NHS Inform says you should avoid foods containing saturated fats, as they will increase the levels of “bad cholesterol”.
Foods that contain coconut or palm oil are actually some of the foods which you should cut down on or avoid.
The NHS notes: “However, it’s not healthy to completely cut out all types of fat from your diet. It’s important to replace saturated fats with unsaturated fats.”
Indeed, the Mayo Clinic states: “The entire body of evidence regarding dietary fats still supports the use of unsaturated oils, such as olive, canola, safflower or sunflower oil, instead of saturated fats or coconut oil for the management of cardiovascular risk factors.”
It adds: “Coconut oil also adds calories to your diet, about 120 calories per tablespoon of coconut oil, which is why it will likely not aid weight loss if it’s not used with a calorie-controlled diet and physical activity.”

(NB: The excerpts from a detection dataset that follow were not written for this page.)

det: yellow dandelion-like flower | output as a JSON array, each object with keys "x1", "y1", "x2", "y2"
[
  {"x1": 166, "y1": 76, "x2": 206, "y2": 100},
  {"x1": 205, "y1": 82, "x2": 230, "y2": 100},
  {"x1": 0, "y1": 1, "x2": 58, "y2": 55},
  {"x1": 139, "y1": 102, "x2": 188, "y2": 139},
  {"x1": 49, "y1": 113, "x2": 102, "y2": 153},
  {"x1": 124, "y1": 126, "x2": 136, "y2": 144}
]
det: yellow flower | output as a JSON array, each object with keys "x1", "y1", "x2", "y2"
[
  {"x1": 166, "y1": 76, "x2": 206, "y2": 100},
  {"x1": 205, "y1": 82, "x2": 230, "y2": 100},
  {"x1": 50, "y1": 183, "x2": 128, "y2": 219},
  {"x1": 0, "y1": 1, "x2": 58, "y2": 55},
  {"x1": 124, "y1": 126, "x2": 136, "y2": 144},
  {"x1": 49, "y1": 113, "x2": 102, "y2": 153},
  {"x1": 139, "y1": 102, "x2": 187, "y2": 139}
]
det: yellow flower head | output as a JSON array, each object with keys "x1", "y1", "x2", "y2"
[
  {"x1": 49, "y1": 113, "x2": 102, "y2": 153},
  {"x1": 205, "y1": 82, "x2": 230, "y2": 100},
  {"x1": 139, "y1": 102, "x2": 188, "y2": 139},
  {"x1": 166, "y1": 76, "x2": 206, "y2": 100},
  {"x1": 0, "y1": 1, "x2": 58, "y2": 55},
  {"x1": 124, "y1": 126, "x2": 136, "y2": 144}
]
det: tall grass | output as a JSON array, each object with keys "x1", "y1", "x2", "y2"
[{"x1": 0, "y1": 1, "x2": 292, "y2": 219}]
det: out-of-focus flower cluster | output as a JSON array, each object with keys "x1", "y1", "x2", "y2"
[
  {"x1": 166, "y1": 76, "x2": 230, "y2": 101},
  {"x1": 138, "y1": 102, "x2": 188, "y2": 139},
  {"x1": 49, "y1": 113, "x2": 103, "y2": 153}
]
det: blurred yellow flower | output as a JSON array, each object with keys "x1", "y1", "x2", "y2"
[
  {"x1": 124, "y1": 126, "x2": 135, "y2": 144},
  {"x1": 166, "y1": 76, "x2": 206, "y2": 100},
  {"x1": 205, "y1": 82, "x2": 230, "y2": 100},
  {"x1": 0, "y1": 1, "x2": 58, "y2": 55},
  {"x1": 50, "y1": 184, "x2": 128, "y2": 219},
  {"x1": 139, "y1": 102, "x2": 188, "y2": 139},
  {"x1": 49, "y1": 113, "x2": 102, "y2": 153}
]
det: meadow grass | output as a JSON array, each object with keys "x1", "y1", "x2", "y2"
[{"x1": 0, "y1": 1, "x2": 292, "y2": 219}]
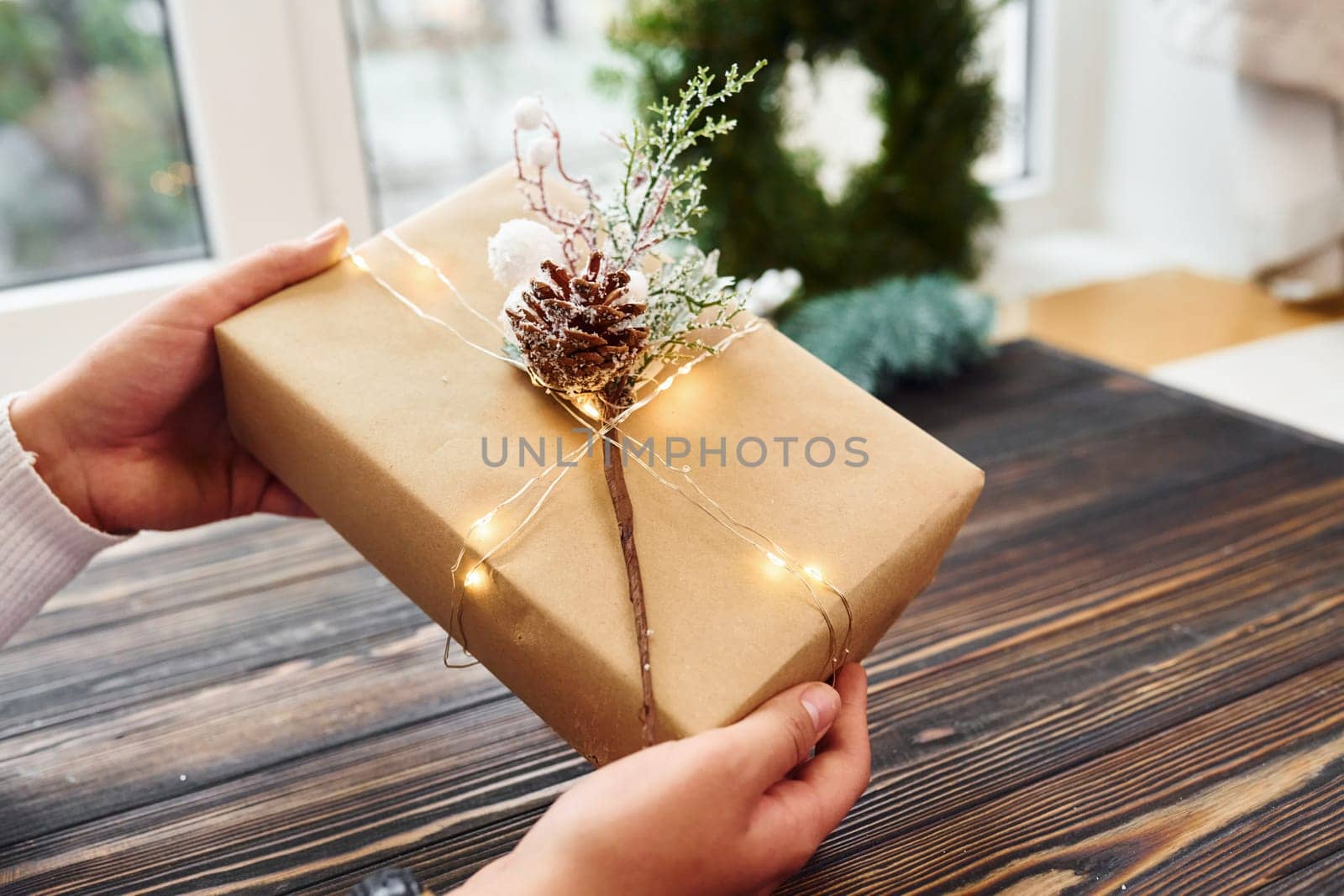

NHS Inform adds that a low-fat diet including lots of fibre, such as wholegrain rice, bread and pasta, and plenty of fruit and vegetables has also been shown to help lower cholesterol.
“Fruit and vegetables are full of vitamins, minerals and fibre, and help keep your body in good condition. Aim to eat five 80g portions of fruit and vegetables every day,” it suggests.
The American College of Cardiology Foundation says that “it’s not until there may be a large blockage of the artery that you might notice something is wrong”.
For example, you may have chest pain, pain in the arms or jaw, nausea, sweating, or shortness of breath.
“These usually occur when the blood supply to the heart or brain is being slowed or blocked,” it adds.
The organisation says that the first sign of elevated cholesterol may be a heart attack or stroke.
If you are over 40, you may have a cholesterol test during your NHS Health Check. This is a check-up that can help spot early signs of problems like heart disease and diabetes.
“Your GP might suggest having a test if they think your cholesterol level could be high,” Heart UK adds.
It says that you should aim to do at least 150 minutes of exercise a week, and smoking can raise your cholesterol and make you more likely to have serious problems like heart attacks, strokes and cancer.
The British Heart Foundation (BHF) says: “If your cholesterol is very high and if lifestyle changes are not enough, your doctor might suggest controlling it with medication.” Statins are the main type of medicine used to reduce cholesterol.